El citado colectivo registró hace ya varios años un escrito en el Ayuntamiento de Mieres para hacer partícipe al alcalde de las carencias que presenta el histórico puente de Bustiello, que data de 1890. “Presenta un estado muy deteriorado, con falta de seguridad”, explica Fernando Muñiz, uno de los demandantes de la rehabilitación.

Los miembros de “La Pudinga” sostienen que el viaducto, de más de 130 años y englobado en la declaración de BIC, no está recibiendo el trato que merece. “En su momento se retiró toda la red de barandillas, con base de hierro, para colocar un soporte de madera que resta empaque a la pasarela”, señala Miguel Palacios.
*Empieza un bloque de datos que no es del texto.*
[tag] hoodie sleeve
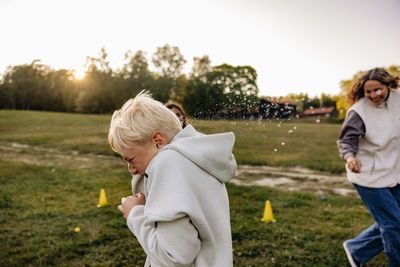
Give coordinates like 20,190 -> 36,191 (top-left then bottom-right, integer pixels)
127,152 -> 201,266
337,111 -> 365,160
127,206 -> 201,266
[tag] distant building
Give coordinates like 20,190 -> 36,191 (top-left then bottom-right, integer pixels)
257,97 -> 297,118
303,107 -> 338,118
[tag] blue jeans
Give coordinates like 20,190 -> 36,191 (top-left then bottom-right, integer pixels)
347,184 -> 400,266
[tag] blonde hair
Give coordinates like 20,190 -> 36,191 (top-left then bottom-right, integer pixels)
108,90 -> 182,155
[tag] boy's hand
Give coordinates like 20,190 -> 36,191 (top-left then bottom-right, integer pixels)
118,193 -> 146,219
346,155 -> 361,173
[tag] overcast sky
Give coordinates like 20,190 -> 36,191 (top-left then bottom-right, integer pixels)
0,0 -> 400,96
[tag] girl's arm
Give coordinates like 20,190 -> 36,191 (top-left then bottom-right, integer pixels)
337,111 -> 365,173
337,111 -> 365,160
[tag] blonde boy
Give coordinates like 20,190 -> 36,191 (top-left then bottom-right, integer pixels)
108,92 -> 236,267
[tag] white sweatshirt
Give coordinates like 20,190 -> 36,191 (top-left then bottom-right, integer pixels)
127,125 -> 236,267
346,90 -> 400,188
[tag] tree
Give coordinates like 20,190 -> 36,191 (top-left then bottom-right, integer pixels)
116,50 -> 154,105
183,64 -> 258,118
152,44 -> 186,79
190,55 -> 212,78
2,60 -> 53,110
76,48 -> 118,113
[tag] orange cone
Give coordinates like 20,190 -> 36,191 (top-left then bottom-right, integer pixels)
97,189 -> 108,208
261,200 -> 276,223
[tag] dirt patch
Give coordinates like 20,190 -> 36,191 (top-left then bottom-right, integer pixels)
231,165 -> 357,196
0,142 -> 357,196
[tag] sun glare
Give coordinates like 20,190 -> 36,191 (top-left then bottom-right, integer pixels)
74,70 -> 86,80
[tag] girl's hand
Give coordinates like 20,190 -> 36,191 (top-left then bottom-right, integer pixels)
118,193 -> 146,219
346,155 -> 361,173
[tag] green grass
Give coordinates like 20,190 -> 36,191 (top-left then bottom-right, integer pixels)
0,111 -> 387,266
0,110 -> 344,173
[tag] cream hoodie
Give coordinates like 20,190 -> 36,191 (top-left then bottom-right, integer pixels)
127,125 -> 236,267
346,90 -> 400,188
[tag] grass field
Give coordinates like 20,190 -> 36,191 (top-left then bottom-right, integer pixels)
0,110 -> 387,266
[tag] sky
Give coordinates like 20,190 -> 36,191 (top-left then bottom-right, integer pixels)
0,0 -> 400,96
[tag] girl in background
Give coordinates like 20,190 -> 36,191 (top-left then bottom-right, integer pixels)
337,68 -> 400,266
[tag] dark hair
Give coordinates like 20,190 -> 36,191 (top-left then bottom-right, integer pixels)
165,101 -> 186,129
347,68 -> 399,105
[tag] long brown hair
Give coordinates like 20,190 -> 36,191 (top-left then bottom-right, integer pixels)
346,68 -> 399,105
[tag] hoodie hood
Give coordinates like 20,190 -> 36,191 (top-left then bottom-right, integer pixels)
161,125 -> 237,182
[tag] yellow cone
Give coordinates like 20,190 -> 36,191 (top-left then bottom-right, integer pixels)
97,189 -> 108,208
261,200 -> 276,223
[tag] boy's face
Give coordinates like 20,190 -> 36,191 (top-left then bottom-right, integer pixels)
124,142 -> 159,175
364,80 -> 389,106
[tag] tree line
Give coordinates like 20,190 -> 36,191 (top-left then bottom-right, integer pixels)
0,44 -> 400,119
0,44 -> 258,118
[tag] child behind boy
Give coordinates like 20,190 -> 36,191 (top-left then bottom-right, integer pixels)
108,92 -> 236,267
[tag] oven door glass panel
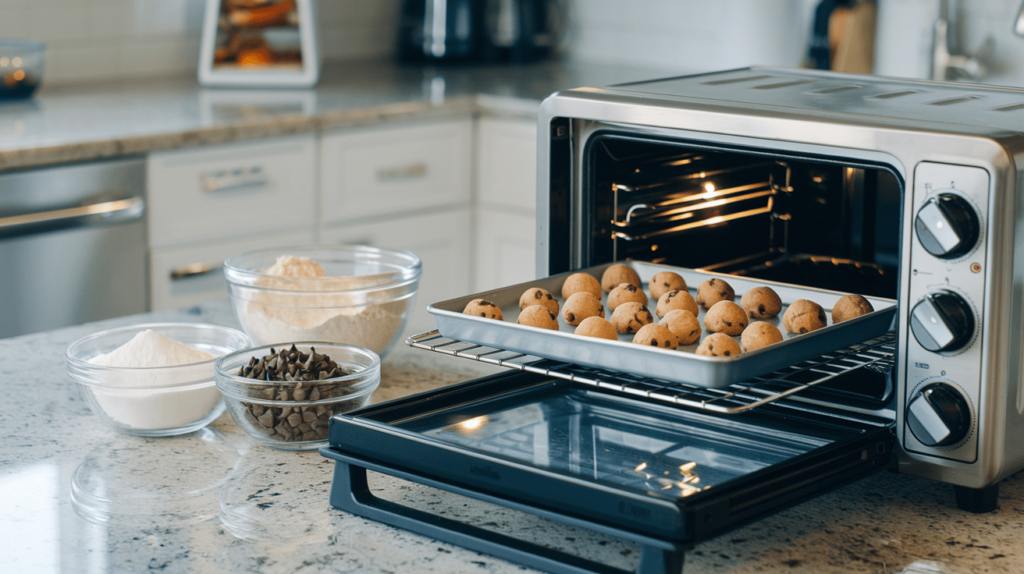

Cambios que restan valor y funcionalidad

El puente roblonado es de gran solidez. Sus elementos principales, en lo que a la zona de paso se refiere, los constituían un pasillo central hormigonado y laterales de tablones de madera de roble. “Todo ello ha sido sustituido por maderas de pino, propias de una senda rural”.

Los vecinos sostienen que el cambio no solo ha restado valor estético, sino que también dificulta el tránsito. Afirman que el firme resbala y que la barandilla no es segura. La barandilla de hierro, con un repujado singular, geométrico y en consonancia con la arquitectura del pueblo, fue sustituida por unas vallas de madera, las mismas que ahora acaban de ser reparadas. Aunque los nuevos postes suponen una mejora de la seguridad, los vecinos están lejos de estar satisfechos.

Reclaman recuperar el uso original del puente

Las familias que residen en Bustiello también quieren que el puente recupere su condición inicial de vial para vehículos. “Se construyó para facilitar el acceso a la otra orilla del río, pero ahora nos vemos obligados a realizar un rodeo de kilómetros”, lamentan los vecinos.

Atribuyen estas carencias a las obras de rehabilitación realizadas por el Ayuntamiento en 2010. “La actuación dio al traste con una magnífica obra de ingeniería diseñada y ejecutada por afamados ingenieros procedentes de la École Centrale de París, como Félix Parent, ingeniero de vanguardia en su época”.